Había hecho las conexiones, y ya tenía ganas de pelea. La casa de Cascáis del abogado estaba vacía, cerrada durante el invierno. Llamé a su domicilio de Lisboa pero allí tampoco había nadie. Cuando llegué al hospital empezaba a anochecer. Olivia y los padres de Carlos estaban casi como los había dejado. No había novedades, excepto que dos hombres habían preguntado por mí.

Me encontraron en el pasillo, delante de los servicios, dos hombres con gabardina azul oscuro. A primera vista se hubiera dicho que eran clones; era algo relacionado con el modo en que los entrenaban.
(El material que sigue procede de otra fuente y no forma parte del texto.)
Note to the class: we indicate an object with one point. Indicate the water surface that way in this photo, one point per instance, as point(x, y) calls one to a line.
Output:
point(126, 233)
—¿Podemos hablar? —dijo uno de ellos—. Sería mejor fuera.

—¿Quiénes son?

—Somos del ministerio.

—¿De cuál?

—Vamos fuera.

Nos sentamos los tres con las manos embutidas en los bolsillos en un banco helado del patio oscuro del hospital, rodeados de luces por todos lados. Sólo habló uno de ellos. El otro miraba a su alrededor con el ojo atento de la gallina que sabe lo que le ha pasado al resto del gallinero.

—Hemos venido a decirle que abandone su investigación de la desaparición de Lourenço Gonçalves.

—Fue detective de la Polícia Judiciária. Tengo el deber…

—Tiene un deber, inspector Coelho —dijo, de acuerdo conmigo hasta ese punto—. Tiene un deber patriótico que, ahora mismo, consiste en quedarse callado. Se ha alcanzado un resultado que es el correcto, y tiene que dejar las cosas como están.

—Me he perdido ese resultado —comenté—. No sabía que nadie hubiese ganado nada. ¿Perdí yo? Me siento como si hubiese perdido.

Se inclinaron hacia delante sobre los codos y se miraron. El que no hablaba cerró los ojos por un momento.

—Tenemos un chivo expiatorio —explicó el hablante.

—¿El Banco de Océano e Rocha?

Asintió para ver si con eso iba a bastar.

—Allí dentro hay un oficial de policía que tal vez no despierte jamás —dije yo—. Creo que a sus padres les gustaría saber el deber patriótico en el que se ha visto inmiscuido su hijo.

—Usted es el inspector dourado —replicó él, con ánimo punzante—. Tendría que saber de qué se trata.

—Entonces empezaré yo —dije—. Oro nazi… ahora termine usted.

Suspiró y echó un vistazo por la extensión penumbrosa de césped.

—Durante la Segunda Guerra Mundial, a todos los países neutrales —dijo, juntando las manos— se les pidió que aportaran su libra de carne. Tal vez se haya enterado de que algunos bancos suizos concedieron hace poco 1250 millones de dólares a las víctimas del Holocausto. El Banco de Océano e Rocha posee un valor estimado de 1300 millones. Creemos que ahora tenemos potencial para ser generosos.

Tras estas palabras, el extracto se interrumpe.